Jaqueline thanks so much for giving me the heads up on this. What bad timing for us, and awful news for our town in general.
I'm due in 5 weeks, so if I go over it could affect me. Hopefully though our babies will be on time, it'll be longer than 6 weeks and we'll both be OK! I wonder if the quality of care on the unit might suffer if everyone's demoralised as it's about to shut? Although my nurse friend says everyone's demoralised normally anyway so it shouldn't make much difference 
I'm not under a consultant now AFAIK. But last time I was augmented (induced to hurry things up once labour had started) and it's not clear whether they are going to do this again this time. My usual midwife has assumed they will, but I got a different midwife last week who said they won't, so I'm confused on that one.
If they are to induce me I want to know I have access to an epidural!
Oh I'm really annoyed about this.
In the hospital I gave birth to DS in, you had to chose between midwife led or more medical approach.
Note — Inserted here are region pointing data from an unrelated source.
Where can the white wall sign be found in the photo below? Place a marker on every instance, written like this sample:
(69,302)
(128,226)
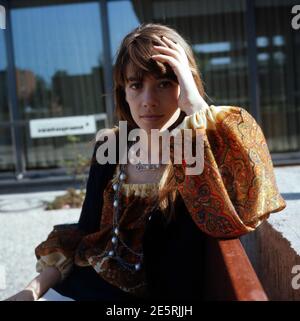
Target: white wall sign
(63,126)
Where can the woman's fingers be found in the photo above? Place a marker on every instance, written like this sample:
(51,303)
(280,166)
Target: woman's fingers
(169,42)
(170,60)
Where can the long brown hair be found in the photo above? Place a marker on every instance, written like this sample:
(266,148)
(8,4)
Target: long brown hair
(135,51)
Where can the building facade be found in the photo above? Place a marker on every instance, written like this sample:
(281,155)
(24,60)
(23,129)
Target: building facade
(56,60)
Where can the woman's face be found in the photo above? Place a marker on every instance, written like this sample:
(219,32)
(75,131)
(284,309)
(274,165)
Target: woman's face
(153,101)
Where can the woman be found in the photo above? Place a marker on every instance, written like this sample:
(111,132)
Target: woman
(142,227)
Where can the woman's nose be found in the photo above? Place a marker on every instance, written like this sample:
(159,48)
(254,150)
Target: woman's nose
(150,98)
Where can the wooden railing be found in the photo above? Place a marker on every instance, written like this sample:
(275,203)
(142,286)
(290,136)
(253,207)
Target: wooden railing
(229,274)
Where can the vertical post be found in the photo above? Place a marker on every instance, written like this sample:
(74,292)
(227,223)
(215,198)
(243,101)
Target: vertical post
(107,63)
(252,61)
(13,101)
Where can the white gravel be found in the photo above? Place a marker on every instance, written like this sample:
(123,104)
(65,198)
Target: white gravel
(23,225)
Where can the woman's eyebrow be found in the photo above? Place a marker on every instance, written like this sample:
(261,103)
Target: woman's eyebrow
(133,78)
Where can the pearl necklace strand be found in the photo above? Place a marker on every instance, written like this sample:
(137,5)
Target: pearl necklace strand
(116,237)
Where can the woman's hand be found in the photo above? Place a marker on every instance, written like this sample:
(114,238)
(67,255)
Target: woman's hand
(24,295)
(172,53)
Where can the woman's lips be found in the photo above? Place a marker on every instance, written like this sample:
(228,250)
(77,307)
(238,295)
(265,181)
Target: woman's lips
(151,117)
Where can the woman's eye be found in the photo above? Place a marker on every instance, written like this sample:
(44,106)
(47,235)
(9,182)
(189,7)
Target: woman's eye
(135,85)
(165,83)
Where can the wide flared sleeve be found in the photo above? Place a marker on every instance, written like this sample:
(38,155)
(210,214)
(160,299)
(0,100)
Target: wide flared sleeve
(60,247)
(237,189)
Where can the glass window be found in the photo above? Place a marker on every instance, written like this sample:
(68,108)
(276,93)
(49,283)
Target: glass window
(279,74)
(216,31)
(6,151)
(59,72)
(122,19)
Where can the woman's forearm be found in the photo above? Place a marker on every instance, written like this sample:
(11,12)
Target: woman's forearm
(48,278)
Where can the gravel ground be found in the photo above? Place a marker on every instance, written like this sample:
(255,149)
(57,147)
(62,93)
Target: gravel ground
(23,225)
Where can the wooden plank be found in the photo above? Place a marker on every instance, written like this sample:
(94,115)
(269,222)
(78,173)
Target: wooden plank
(229,274)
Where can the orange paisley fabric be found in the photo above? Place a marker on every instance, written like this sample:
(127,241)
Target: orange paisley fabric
(237,189)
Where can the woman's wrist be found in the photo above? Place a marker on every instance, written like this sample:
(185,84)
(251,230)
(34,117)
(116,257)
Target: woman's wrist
(34,292)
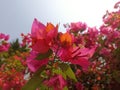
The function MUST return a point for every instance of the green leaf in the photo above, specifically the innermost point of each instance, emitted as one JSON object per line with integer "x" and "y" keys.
{"x": 68, "y": 71}
{"x": 44, "y": 55}
{"x": 34, "y": 82}
{"x": 59, "y": 71}
{"x": 65, "y": 88}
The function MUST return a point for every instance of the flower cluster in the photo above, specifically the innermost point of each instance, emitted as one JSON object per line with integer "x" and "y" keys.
{"x": 82, "y": 58}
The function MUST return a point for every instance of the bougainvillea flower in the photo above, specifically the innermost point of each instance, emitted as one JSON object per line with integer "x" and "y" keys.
{"x": 3, "y": 36}
{"x": 34, "y": 64}
{"x": 4, "y": 47}
{"x": 79, "y": 86}
{"x": 66, "y": 39}
{"x": 77, "y": 56}
{"x": 78, "y": 26}
{"x": 42, "y": 36}
{"x": 57, "y": 82}
{"x": 93, "y": 33}
{"x": 117, "y": 5}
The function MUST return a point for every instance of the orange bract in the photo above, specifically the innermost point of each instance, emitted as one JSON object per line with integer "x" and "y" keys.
{"x": 66, "y": 39}
{"x": 49, "y": 27}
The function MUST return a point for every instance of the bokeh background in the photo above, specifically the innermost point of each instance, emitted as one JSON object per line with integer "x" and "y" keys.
{"x": 16, "y": 16}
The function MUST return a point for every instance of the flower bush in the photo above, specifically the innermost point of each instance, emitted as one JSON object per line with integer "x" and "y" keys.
{"x": 82, "y": 58}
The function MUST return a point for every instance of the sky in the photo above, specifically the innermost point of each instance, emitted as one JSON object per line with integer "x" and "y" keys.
{"x": 16, "y": 16}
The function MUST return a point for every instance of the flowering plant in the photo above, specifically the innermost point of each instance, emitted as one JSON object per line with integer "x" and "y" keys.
{"x": 82, "y": 58}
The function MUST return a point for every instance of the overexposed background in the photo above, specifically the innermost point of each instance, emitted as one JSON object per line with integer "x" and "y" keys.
{"x": 16, "y": 16}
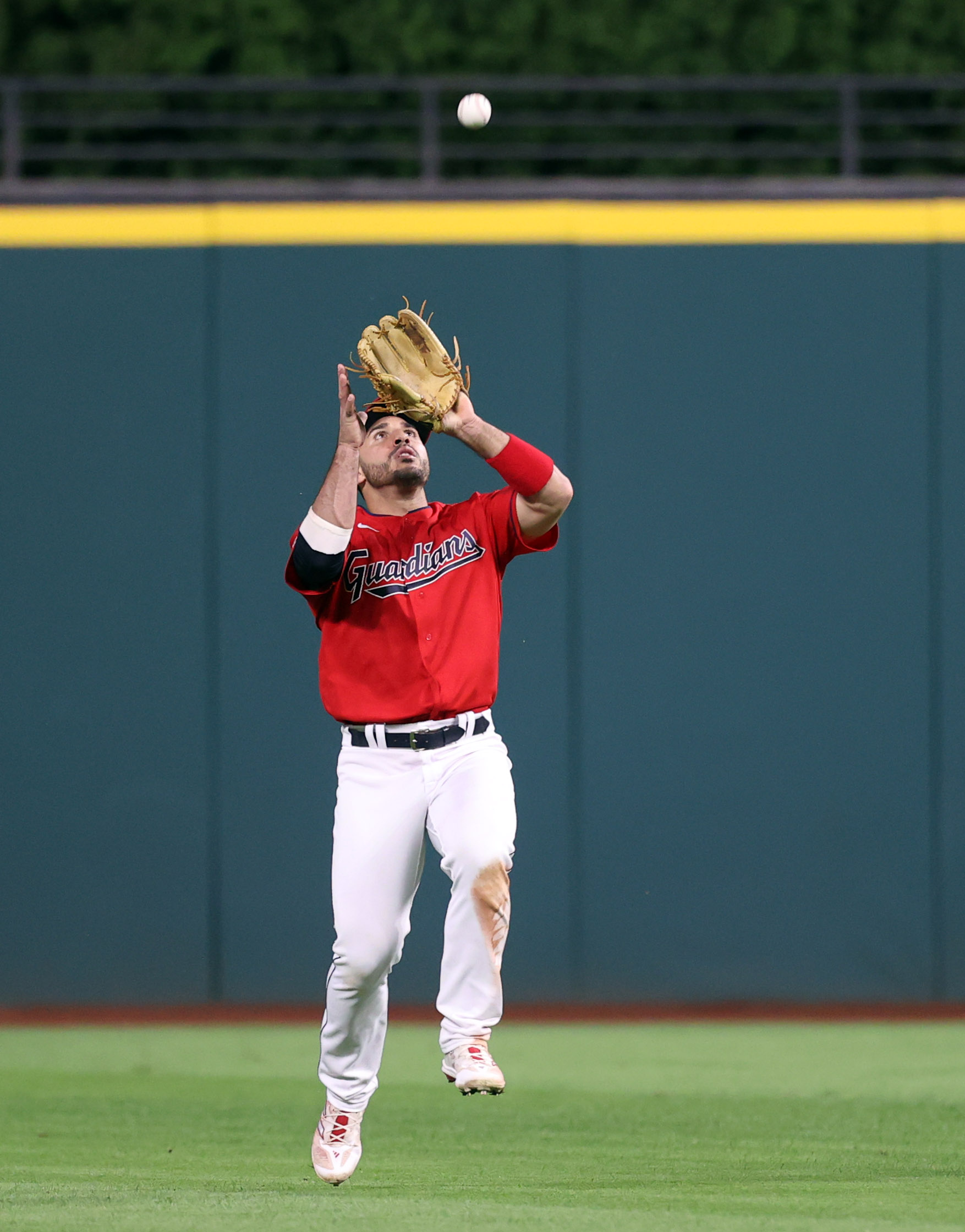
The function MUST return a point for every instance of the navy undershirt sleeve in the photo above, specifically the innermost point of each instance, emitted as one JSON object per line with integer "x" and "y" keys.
{"x": 316, "y": 571}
I was high-risk so wasn't allowed near the midwife led unit. The medical using didn't have pools, balls or any of that stuff. What I liked about our local hospital was that it was medical and had pools and balls etc available.
Also at NCT, the woman who led the classes was singing the praises of our hospital. She said they have a dedicated obstetrics surgery team, so if you end up having a CS you are under the best care. They stitch every layer of skin when sewing you up, for example rather than every other layer, which is what happens in hospitals which don't have dedicated obstetrics units. (Only very experienced teams can do this in the time available apparently, but it leads to better healing not unsurprisingly.)
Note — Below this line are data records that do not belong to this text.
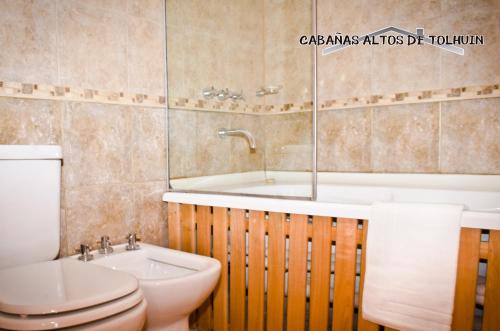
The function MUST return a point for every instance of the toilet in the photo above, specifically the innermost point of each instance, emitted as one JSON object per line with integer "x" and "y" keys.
{"x": 36, "y": 291}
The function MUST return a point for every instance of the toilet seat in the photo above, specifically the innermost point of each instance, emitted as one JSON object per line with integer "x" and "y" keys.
{"x": 63, "y": 293}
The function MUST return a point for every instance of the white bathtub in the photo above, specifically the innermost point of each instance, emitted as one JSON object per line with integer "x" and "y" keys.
{"x": 345, "y": 194}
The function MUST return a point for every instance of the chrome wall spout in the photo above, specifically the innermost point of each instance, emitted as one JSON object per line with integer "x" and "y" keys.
{"x": 238, "y": 133}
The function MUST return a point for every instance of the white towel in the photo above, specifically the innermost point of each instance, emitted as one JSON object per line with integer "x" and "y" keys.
{"x": 411, "y": 265}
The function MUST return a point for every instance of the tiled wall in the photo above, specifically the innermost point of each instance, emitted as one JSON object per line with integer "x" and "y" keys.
{"x": 114, "y": 155}
{"x": 215, "y": 43}
{"x": 446, "y": 137}
{"x": 195, "y": 149}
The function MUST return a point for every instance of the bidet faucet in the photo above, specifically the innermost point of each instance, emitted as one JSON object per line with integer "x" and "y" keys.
{"x": 222, "y": 132}
{"x": 105, "y": 245}
{"x": 85, "y": 253}
{"x": 132, "y": 242}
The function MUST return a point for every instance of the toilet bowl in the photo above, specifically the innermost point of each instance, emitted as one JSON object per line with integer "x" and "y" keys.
{"x": 174, "y": 283}
{"x": 36, "y": 291}
{"x": 71, "y": 295}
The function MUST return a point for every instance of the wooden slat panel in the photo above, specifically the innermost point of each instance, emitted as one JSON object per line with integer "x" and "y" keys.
{"x": 364, "y": 325}
{"x": 345, "y": 274}
{"x": 465, "y": 290}
{"x": 256, "y": 251}
{"x": 237, "y": 270}
{"x": 276, "y": 271}
{"x": 203, "y": 245}
{"x": 188, "y": 243}
{"x": 174, "y": 225}
{"x": 320, "y": 273}
{"x": 491, "y": 319}
{"x": 297, "y": 273}
{"x": 220, "y": 225}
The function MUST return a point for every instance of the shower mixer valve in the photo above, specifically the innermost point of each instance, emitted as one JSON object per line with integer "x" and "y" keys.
{"x": 221, "y": 94}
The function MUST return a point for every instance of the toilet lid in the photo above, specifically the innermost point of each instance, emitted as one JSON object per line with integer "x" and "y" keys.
{"x": 60, "y": 286}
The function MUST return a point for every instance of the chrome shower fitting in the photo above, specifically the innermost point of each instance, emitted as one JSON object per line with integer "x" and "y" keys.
{"x": 268, "y": 90}
{"x": 221, "y": 94}
{"x": 235, "y": 96}
{"x": 84, "y": 253}
{"x": 239, "y": 133}
{"x": 132, "y": 242}
{"x": 209, "y": 92}
{"x": 105, "y": 245}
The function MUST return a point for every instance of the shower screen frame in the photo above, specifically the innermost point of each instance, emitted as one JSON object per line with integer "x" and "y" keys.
{"x": 314, "y": 133}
I have lots of questions now. Our hospital uses Propess (a pessary to induce). They've only started doing this very recently after the hospital the other way down the coast used it successfully for a year. Does the hospital they want to move us to use it? I really want to avoid the drip if at all possible.
What happens in a midwife led unit if you decide you need an epidural, do they have to transfer you down to the other hospital (in screaming agony?!) What about if you become high-risk or need a C-section? What about emergency C-sections? Do they still happen in the same hospital?
What a spanner in the works. 
It'll make it much harder for DP to pop home when I'm in hospital and we have DS to think about. We may have to rethink our arrangements for DS being looked after when we're in hospital.
Also, DP also has an operation coming up which will be affected by the other units being closed at the hospital. He can't drive home afterwards, so will have to pay a cab between towns which will cost a bloody fortune! The downgrading of our hospital is going to make life difficult for so many people here.